The UITS Building (Eric Yang/The Daily Campus)
University of Connecticut students faced legitimate emails being sent to their spam folders last week as a result of higher email filtering from University Information Technology Services (UITS).
UITS received reports last week about non-spam emails going to student’s spam folders, said UITS Interim Manager for Server Support Josh Boggis. This was due to the mail being marked as spam by Google.
“In reported cases, mail was not tagged as spam by Office 365 but by G Suite,” Boggis said. “We consulted with Google and made an adjustment. As of last week, we have not received new reports.”
The new student email system, which uses Office 365, has additional protection against phishing, Boggis said. The mail sent to a student’s account is routed through Office 365 filters and then again through the Gmail filters.
“We ended up using the email filters included with Office 365, a service we already owned,” Boggis said. “It not only had better spam and virus filtering but also improved phishing protection.”
The new system selected by UITS is also a cloud-hosted service, Boggis said.

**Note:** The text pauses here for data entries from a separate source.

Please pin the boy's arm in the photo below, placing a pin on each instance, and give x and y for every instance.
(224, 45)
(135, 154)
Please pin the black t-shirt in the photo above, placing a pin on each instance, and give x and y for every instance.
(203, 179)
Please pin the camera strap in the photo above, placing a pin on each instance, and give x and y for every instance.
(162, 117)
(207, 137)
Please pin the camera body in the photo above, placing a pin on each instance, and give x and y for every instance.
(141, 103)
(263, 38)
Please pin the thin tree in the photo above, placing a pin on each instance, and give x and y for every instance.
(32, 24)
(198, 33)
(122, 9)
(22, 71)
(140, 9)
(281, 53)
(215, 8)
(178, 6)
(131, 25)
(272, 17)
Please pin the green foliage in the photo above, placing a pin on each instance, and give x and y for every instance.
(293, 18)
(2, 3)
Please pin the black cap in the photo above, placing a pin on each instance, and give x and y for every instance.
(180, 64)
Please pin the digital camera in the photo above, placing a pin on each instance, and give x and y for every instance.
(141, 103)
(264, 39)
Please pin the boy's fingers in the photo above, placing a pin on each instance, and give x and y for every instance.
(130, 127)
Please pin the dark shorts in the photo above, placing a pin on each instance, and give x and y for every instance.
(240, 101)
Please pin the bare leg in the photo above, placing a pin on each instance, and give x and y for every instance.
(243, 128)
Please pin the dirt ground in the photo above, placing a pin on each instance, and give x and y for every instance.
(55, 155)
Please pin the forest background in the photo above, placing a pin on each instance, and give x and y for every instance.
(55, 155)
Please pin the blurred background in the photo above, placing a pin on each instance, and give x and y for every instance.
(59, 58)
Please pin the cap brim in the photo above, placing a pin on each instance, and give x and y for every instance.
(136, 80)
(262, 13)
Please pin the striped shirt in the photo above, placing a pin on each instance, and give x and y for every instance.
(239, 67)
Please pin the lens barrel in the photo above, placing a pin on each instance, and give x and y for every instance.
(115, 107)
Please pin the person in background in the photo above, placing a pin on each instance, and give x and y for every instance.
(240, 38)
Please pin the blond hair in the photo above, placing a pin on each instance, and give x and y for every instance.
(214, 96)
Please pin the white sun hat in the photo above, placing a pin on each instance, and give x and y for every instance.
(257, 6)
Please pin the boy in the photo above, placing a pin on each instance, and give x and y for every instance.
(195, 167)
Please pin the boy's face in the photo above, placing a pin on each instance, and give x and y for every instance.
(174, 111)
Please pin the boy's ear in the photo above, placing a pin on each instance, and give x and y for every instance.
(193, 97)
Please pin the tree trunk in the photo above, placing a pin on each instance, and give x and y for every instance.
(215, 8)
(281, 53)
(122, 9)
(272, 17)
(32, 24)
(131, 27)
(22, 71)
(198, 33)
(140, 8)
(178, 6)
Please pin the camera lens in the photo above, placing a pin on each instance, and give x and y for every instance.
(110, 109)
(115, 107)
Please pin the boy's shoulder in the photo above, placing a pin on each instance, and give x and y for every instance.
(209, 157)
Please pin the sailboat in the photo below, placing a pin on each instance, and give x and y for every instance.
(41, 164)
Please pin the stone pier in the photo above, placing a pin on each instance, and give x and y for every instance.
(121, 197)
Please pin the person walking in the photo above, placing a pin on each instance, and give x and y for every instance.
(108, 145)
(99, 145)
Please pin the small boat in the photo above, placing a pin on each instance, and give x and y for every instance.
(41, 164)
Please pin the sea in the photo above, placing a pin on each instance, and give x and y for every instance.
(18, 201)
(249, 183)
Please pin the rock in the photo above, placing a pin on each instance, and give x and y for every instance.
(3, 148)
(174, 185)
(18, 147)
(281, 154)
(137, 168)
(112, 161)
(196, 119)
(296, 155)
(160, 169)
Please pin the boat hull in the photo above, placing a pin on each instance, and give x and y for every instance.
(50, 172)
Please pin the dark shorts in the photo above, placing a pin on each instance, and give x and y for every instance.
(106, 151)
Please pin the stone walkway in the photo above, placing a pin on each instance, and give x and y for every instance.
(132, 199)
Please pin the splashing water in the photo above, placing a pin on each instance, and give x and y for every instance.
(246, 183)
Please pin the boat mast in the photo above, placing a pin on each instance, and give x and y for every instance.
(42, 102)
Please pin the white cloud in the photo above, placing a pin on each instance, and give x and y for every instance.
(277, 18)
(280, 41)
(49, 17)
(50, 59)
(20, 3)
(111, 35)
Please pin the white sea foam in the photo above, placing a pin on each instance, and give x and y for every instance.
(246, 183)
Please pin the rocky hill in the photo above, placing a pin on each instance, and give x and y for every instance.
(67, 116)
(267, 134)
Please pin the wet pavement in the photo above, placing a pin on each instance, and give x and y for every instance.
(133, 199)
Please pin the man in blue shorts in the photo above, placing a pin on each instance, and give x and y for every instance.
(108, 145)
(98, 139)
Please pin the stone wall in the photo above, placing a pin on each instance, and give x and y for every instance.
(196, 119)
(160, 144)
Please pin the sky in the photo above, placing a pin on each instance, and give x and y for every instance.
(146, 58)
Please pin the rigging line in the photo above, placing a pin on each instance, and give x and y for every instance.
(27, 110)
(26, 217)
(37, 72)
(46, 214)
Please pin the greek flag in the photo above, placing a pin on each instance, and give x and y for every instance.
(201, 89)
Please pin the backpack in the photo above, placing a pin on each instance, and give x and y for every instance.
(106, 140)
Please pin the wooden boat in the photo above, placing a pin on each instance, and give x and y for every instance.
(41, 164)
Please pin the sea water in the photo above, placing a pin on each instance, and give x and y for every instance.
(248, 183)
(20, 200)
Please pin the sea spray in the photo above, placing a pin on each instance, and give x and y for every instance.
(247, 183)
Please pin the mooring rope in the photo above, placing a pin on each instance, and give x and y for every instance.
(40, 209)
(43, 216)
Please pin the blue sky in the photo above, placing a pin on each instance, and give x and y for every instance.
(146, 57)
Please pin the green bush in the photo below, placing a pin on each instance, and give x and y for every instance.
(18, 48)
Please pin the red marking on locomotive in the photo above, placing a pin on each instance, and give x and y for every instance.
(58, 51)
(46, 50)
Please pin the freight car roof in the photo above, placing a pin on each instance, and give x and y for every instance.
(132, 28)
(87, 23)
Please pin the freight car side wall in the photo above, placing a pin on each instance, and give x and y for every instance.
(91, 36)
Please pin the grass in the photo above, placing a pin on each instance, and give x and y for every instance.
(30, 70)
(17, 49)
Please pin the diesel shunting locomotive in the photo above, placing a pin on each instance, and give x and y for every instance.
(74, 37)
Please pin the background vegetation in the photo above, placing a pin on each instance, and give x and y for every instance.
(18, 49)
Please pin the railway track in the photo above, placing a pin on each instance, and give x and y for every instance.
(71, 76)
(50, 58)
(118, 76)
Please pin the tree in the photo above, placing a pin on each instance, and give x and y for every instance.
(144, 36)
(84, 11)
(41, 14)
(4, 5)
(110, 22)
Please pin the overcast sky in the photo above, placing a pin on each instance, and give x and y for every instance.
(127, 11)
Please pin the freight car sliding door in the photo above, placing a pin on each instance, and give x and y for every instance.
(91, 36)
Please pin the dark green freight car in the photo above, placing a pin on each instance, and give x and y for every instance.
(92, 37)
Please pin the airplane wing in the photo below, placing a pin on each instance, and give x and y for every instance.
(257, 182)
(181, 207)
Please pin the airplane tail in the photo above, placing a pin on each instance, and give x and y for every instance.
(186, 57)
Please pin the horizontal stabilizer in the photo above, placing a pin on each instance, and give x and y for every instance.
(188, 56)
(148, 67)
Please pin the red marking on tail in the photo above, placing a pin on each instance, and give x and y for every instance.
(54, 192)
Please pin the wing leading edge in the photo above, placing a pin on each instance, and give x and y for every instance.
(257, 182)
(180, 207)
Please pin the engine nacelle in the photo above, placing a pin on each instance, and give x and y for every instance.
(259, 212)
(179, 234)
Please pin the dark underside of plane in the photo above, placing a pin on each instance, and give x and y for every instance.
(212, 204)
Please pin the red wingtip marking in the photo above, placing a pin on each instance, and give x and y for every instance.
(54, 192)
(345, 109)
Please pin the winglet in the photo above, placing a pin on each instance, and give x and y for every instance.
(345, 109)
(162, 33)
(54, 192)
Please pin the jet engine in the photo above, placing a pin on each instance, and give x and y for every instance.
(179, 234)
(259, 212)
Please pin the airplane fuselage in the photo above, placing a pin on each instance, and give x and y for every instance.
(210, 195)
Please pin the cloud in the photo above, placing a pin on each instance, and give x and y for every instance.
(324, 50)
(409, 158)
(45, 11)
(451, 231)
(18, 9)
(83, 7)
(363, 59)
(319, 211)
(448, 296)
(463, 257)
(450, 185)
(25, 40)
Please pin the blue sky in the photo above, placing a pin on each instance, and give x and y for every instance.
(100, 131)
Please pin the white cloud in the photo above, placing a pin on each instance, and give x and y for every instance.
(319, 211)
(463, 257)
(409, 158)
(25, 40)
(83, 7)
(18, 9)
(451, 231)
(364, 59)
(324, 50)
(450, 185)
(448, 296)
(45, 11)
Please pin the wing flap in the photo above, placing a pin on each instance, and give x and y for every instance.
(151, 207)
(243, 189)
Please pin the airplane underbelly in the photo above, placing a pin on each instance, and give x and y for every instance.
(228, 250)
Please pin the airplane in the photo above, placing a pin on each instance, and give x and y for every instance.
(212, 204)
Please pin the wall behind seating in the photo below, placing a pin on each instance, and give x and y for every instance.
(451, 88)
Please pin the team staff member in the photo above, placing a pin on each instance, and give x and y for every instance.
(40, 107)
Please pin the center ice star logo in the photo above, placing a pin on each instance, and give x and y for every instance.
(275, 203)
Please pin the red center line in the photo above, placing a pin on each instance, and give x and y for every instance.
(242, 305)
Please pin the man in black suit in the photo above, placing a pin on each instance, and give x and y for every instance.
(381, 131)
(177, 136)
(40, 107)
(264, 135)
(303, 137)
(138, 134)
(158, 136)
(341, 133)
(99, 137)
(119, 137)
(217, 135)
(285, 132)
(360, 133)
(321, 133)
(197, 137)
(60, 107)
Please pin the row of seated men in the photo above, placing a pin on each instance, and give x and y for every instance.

If the power were to go out across the Storrs campus, the university-run email would still continue to function, as it does not depend on the local data center.
With the new Office 365, links and other attachments are scanned for unsafe content, according to an official UConn posting. ‘Safe’ links will allow you to visit the site, and unsafe links will display a warning message.
Faculty, staff and student employees receive digest messages that list quarantined and spam emails from the past 24 hours, according to the UConn website. From this list, the receiver has the ability to mark emails as “junk, phishing and not junk.”
“(UITS) recommends the ‘trust but verify’ approach,” Boggis said. “Students should occasionally check their spam or junk folders to make sure no legitimate emails are there.”